Cédric Belmant
Cédric Belmant is an applied mathematician and programmer, with a strong interest in 3D graphics, geometry processing and application development. He believes the expressive power of the Julia programming language is key to building applications and tools with minimal complexity, and has been exploring ways to integrate computer graphics in the Julia ecosystem.
Sessions
When starting a company built on mathematical concepts Julia seems like an obvious choice because of its capabilities for enabling rapid prototypes, rewrites, and pushing for performance early. This talk presents our journey to build a Julia production app. In particular, we present how we use a monorepo within a distributed team and how we set up our continuous-integration infrastructure. Finally, we introduce an open source project which aims to make it easier to write Julia serverless apps.
Geometric Algebra is a high-level mathematical framework which expresses a variety of geometric computations with an intuitive language. While its rich structure unlocks deeper insight and an elegant simplicity, it often comes at a cost to numerical implementations. After giving an overview of geometric algebra and its applications, a Julia implementation is presented which uses metaprogramming to shift the work to compile-time, enabling a fast and expressive approach to computational geometry.

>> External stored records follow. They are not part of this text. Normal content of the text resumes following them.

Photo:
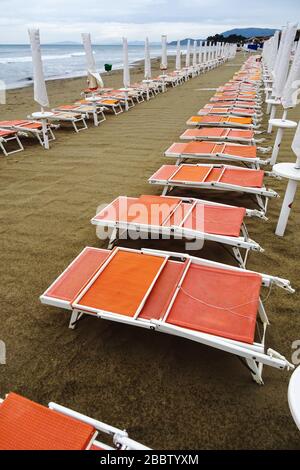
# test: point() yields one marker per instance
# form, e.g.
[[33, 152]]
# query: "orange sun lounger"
[[30, 128], [6, 137], [172, 293], [182, 218], [210, 109], [108, 102], [220, 134], [26, 425], [217, 177], [94, 112], [76, 119], [222, 121], [237, 96], [221, 103], [246, 154]]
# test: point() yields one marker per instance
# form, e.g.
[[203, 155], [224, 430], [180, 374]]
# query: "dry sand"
[[166, 391]]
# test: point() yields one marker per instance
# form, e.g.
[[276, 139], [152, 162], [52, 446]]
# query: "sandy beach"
[[167, 392]]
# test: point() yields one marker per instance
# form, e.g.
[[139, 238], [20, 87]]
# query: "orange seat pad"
[[161, 295], [228, 110], [216, 119], [204, 217], [219, 302], [191, 173], [76, 276], [197, 174], [19, 123], [219, 132], [149, 210], [123, 284], [204, 148], [216, 220], [26, 425], [234, 103], [7, 133]]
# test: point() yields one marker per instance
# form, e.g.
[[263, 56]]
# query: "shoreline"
[[166, 391], [116, 67]]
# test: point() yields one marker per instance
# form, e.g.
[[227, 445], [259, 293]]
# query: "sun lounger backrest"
[[26, 425]]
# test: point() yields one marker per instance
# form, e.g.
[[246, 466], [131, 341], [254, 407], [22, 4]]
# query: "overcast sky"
[[108, 21]]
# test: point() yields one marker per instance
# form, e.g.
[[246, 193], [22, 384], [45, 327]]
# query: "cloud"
[[108, 21]]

Type instabilities are not always bad! Using non-concrete types, and avoiding method specialization and type inference can help with improving latency and, in specific cases, runtime performance. The latter is observed in inherently dynamic contexts with no way to compile all possible method signatures upfront, because code needs to be compiled at points of dynamic dispatch by design. We present a concrete case we face in our production environment, additional examples, and related trade-offs.